Jacinto de Aranaz se convirtió en el delegado de Hacienda para recaudar el dinero en la zona del Henares, con el que se recaudó para financiar la construcción del cuartel de Conde Duque a las órdenes del rey Felipe V. Tres años después, consiguió un nuevo cargo, el de mayordomo en el Arzobispado de Toledo.

En el año 1725 Jacinto de Aranaz compró las tres casas que ocupaban un único solar donde en un futuro se construirá el Palacio.

Un espacio único donde arquitectura, historia y cultura se dan la mano.

Cúpula policromada en antiguo colegio de Calasanz

Un rincón barroco

La escalera forma parte de un edificio de origen barroco (siglos XVII-XVIII), pero adquirió su aspecto más espectacular, cuando el célebre fotógrafo francés Jean Laurent estableció aquí su residencia y estudio. Fue él quien impulsó su decoración que hoy la distingue: elegantes efectos marmoleados, una impactante cúpula policromada y una puesta en escena que convierte el ascenso por sus peldaños en toda una experiencia estética.

La estructura, amplia y solemne, destaca por su equilibrio de proporciones y por una iluminación natural que alza cada detalle ornamental. El resultado es un espacio de gran belleza, cargado de personalidad.

la Escalera Monumental acoge conciertos de música clásica

Mucho más que una escalera

Lo que hace verdaderamente especial a este lugar es que no es solo patrimonio histórico: es un espacio cultural vivo. Gracias a su extraordinaria acústica y atmósfera intimista, la Escalera Monumental acoge conciertos de música clásica y coral, recitales poéticos, representaciones teatrales y actividades culturales a lo largo del año.

Asistir a un evento aquí no es simplemente presenciar un espectáculo; es vivirlo en un entorno que potencia cada nota y cada palabra.

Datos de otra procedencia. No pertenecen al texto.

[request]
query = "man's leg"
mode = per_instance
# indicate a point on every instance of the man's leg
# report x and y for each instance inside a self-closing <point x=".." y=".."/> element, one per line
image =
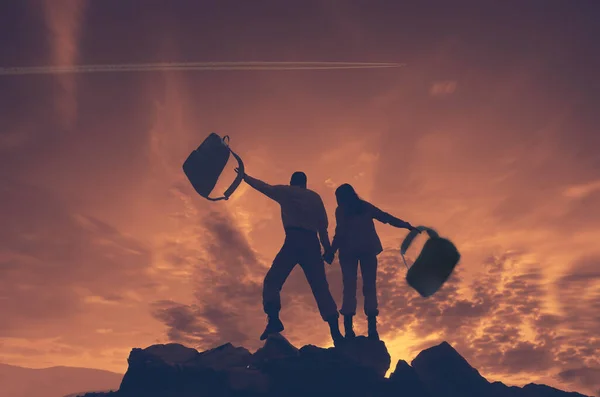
<point x="281" y="268"/>
<point x="368" y="268"/>
<point x="349" y="265"/>
<point x="314" y="269"/>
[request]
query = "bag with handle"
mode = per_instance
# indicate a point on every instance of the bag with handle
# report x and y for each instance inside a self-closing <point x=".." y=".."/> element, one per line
<point x="434" y="265"/>
<point x="205" y="164"/>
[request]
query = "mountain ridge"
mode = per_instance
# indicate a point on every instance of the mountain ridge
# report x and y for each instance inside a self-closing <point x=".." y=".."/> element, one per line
<point x="356" y="368"/>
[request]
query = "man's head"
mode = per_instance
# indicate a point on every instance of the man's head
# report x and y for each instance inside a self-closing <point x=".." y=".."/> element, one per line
<point x="298" y="179"/>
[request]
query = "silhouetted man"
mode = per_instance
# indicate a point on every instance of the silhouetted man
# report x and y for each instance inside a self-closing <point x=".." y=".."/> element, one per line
<point x="303" y="215"/>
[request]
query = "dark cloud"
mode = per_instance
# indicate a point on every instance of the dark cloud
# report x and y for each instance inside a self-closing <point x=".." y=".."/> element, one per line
<point x="502" y="327"/>
<point x="228" y="291"/>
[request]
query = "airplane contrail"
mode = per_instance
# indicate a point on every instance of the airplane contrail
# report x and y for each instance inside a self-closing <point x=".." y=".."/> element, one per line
<point x="193" y="66"/>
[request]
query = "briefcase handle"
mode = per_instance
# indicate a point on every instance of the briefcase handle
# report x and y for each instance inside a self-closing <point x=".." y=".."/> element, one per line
<point x="240" y="177"/>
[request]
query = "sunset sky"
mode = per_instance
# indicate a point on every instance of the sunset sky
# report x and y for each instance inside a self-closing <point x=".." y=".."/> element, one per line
<point x="489" y="134"/>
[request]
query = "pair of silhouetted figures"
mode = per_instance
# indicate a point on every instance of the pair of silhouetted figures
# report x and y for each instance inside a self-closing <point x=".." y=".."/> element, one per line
<point x="305" y="223"/>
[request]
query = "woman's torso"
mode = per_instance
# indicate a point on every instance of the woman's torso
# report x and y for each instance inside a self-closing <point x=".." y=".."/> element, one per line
<point x="357" y="232"/>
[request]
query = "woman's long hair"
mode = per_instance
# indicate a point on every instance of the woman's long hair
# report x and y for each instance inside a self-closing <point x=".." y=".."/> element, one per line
<point x="348" y="200"/>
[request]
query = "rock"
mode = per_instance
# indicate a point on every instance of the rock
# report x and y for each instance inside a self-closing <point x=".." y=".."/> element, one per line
<point x="224" y="357"/>
<point x="445" y="372"/>
<point x="276" y="347"/>
<point x="278" y="369"/>
<point x="367" y="353"/>
<point x="405" y="381"/>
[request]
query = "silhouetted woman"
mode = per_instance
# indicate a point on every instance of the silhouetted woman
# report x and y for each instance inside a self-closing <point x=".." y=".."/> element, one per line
<point x="358" y="242"/>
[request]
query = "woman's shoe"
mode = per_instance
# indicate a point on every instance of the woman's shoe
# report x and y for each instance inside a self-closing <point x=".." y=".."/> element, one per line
<point x="372" y="327"/>
<point x="348" y="327"/>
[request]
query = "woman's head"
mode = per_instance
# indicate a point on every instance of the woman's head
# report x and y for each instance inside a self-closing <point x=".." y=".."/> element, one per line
<point x="347" y="198"/>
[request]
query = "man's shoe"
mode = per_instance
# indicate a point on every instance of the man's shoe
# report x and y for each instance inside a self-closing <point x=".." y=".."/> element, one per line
<point x="372" y="328"/>
<point x="274" y="326"/>
<point x="348" y="327"/>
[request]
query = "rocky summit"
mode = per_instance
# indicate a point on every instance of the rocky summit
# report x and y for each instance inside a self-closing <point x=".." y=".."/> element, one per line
<point x="279" y="369"/>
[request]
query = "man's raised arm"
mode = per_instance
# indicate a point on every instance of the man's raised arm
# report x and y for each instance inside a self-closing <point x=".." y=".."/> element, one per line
<point x="263" y="187"/>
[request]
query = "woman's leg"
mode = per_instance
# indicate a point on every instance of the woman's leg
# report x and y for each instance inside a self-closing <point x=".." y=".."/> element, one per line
<point x="349" y="265"/>
<point x="368" y="268"/>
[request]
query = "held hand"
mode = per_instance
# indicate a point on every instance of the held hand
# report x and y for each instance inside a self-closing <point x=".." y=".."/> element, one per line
<point x="412" y="228"/>
<point x="328" y="256"/>
<point x="237" y="170"/>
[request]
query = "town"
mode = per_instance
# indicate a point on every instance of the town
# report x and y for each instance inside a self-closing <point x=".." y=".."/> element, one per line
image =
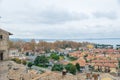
<point x="59" y="60"/>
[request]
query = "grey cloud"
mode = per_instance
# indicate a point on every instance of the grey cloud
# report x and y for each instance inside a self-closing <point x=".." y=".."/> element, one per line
<point x="48" y="16"/>
<point x="108" y="15"/>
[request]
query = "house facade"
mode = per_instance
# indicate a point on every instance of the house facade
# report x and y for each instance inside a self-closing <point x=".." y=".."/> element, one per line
<point x="4" y="45"/>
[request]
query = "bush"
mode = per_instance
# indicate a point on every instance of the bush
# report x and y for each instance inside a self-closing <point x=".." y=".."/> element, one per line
<point x="30" y="64"/>
<point x="54" y="56"/>
<point x="77" y="66"/>
<point x="41" y="61"/>
<point x="24" y="62"/>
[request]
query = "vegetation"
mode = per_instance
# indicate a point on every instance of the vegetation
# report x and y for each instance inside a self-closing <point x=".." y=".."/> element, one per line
<point x="17" y="60"/>
<point x="71" y="68"/>
<point x="72" y="58"/>
<point x="57" y="67"/>
<point x="30" y="64"/>
<point x="77" y="66"/>
<point x="41" y="61"/>
<point x="119" y="64"/>
<point x="54" y="56"/>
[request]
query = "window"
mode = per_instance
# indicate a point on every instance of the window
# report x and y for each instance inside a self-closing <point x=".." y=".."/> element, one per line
<point x="1" y="37"/>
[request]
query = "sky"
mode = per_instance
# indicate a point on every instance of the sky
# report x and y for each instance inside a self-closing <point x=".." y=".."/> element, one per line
<point x="61" y="19"/>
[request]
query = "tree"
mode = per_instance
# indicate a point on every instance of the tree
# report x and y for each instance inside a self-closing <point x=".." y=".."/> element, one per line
<point x="29" y="64"/>
<point x="71" y="68"/>
<point x="77" y="66"/>
<point x="54" y="56"/>
<point x="57" y="67"/>
<point x="24" y="62"/>
<point x="119" y="63"/>
<point x="41" y="61"/>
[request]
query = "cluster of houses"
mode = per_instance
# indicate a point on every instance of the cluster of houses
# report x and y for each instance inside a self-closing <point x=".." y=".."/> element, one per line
<point x="103" y="58"/>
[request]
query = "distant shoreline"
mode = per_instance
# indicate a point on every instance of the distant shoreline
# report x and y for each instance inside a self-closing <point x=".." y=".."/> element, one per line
<point x="111" y="41"/>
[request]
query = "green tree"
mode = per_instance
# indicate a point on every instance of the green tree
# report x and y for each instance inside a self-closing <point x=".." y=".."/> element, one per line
<point x="57" y="67"/>
<point x="24" y="62"/>
<point x="41" y="61"/>
<point x="119" y="63"/>
<point x="30" y="64"/>
<point x="77" y="66"/>
<point x="54" y="56"/>
<point x="71" y="68"/>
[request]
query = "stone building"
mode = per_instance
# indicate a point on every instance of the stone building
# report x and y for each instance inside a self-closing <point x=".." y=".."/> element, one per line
<point x="4" y="46"/>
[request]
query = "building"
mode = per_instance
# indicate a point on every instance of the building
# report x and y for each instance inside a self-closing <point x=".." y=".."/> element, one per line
<point x="4" y="46"/>
<point x="13" y="52"/>
<point x="103" y="46"/>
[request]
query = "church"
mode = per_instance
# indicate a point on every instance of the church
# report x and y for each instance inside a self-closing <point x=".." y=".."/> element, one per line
<point x="4" y="44"/>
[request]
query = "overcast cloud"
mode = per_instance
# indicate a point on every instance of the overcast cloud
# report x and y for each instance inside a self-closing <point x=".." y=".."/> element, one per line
<point x="73" y="19"/>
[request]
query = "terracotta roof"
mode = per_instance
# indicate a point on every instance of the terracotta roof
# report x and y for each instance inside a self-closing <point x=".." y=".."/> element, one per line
<point x="6" y="31"/>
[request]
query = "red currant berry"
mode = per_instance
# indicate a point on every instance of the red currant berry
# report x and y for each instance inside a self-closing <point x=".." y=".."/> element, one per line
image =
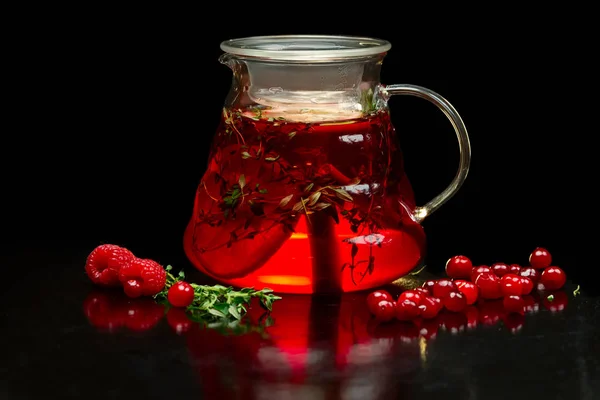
<point x="429" y="285"/>
<point x="469" y="289"/>
<point x="540" y="258"/>
<point x="500" y="269"/>
<point x="531" y="305"/>
<point x="472" y="314"/>
<point x="514" y="304"/>
<point x="511" y="285"/>
<point x="555" y="301"/>
<point x="423" y="291"/>
<point x="531" y="273"/>
<point x="552" y="278"/>
<point x="459" y="267"/>
<point x="443" y="287"/>
<point x="514" y="322"/>
<point x="455" y="302"/>
<point x="479" y="270"/>
<point x="181" y="294"/>
<point x="526" y="285"/>
<point x="514" y="269"/>
<point x="430" y="307"/>
<point x="490" y="312"/>
<point x="411" y="295"/>
<point x="489" y="286"/>
<point x="407" y="310"/>
<point x="385" y="310"/>
<point x="375" y="297"/>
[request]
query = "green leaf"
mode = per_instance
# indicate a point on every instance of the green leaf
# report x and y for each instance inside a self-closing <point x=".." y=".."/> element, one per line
<point x="217" y="313"/>
<point x="321" y="206"/>
<point x="223" y="308"/>
<point x="313" y="198"/>
<point x="342" y="194"/>
<point x="234" y="311"/>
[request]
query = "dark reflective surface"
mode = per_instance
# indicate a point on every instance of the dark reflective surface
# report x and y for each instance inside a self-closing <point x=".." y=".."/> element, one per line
<point x="61" y="336"/>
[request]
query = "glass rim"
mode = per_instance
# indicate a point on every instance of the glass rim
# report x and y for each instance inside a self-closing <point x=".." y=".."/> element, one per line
<point x="305" y="47"/>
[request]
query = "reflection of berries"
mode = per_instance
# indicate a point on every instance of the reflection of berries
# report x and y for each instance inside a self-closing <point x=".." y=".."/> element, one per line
<point x="413" y="295"/>
<point x="142" y="314"/>
<point x="102" y="310"/>
<point x="375" y="297"/>
<point x="104" y="263"/>
<point x="555" y="301"/>
<point x="443" y="287"/>
<point x="181" y="294"/>
<point x="430" y="307"/>
<point x="178" y="320"/>
<point x="511" y="285"/>
<point x="142" y="277"/>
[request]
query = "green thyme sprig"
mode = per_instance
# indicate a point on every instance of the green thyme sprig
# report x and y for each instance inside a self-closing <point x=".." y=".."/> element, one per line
<point x="219" y="302"/>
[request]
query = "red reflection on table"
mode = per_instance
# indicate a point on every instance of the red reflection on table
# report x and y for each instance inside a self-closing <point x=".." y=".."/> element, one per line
<point x="110" y="311"/>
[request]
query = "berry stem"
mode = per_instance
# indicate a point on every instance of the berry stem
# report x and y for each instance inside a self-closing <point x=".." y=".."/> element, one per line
<point x="217" y="301"/>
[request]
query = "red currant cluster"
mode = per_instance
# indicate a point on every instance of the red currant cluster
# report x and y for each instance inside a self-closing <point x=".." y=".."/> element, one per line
<point x="467" y="285"/>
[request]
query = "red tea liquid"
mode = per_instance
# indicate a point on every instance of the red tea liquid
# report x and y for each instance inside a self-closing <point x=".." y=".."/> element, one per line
<point x="304" y="207"/>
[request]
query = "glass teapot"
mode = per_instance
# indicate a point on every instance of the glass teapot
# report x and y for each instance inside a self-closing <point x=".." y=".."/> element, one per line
<point x="305" y="189"/>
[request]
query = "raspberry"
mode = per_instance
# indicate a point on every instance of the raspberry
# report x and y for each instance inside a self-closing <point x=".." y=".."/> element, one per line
<point x="142" y="277"/>
<point x="104" y="263"/>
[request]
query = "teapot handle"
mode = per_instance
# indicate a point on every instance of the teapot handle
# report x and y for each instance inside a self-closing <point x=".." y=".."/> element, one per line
<point x="464" y="147"/>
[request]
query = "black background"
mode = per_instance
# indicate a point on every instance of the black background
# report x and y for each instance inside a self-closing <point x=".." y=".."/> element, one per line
<point x="114" y="117"/>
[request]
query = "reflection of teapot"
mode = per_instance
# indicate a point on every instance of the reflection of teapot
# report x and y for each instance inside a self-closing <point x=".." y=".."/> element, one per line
<point x="316" y="346"/>
<point x="305" y="189"/>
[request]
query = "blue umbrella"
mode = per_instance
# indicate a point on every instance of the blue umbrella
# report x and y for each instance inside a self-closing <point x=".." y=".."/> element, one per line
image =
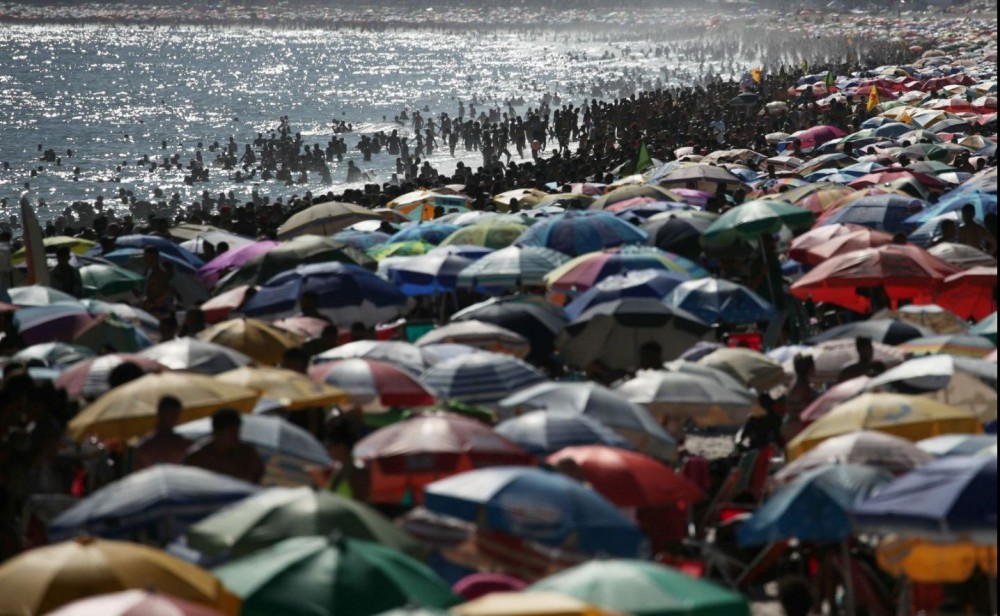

Una visita diferente en Alcalá

Para quienes buscan descubrir rincones menos conocidos más allá de la Universidad de Alcalá o la Casa de Cervantes, esta escalera monumental es una parada imprescindible. Las visitas guiadas permiten conocer su historia, la huella de Jean Laurent y la evolución del edificio a lo largo de los siglos, también la residencia ha sido habitada por personajes ilustres, como el político, empresario y autor teatral Narciso de la Escosura, casado con la hija del célebre poeta Espronceda. Sin embargo, desde que en el año 1904 las Monjas Escolapias fundaran el Colegio Calasanz en el palacio, han sido las propietarias que han poseído el edificio durante más tiempo.

Debido al proceso de modernización del Colegio Calasanz y crecimiento del alumnado, las Monjas Escolapias han tenido que adaptarse a los nuevos tiempos derribando parte del edificio original, preservando intacta la escalera monumental y sus salones aledaños. La zona antigua quedó prácticamente en desuso, lo que ha propiciado su deterioro hasta su actual rehabilitación.

Un lugar íntimo, elegante y sorprendente que demuestra que, en Alcalá de Henares, la belleza también se encuentra en los espacios más inesperados.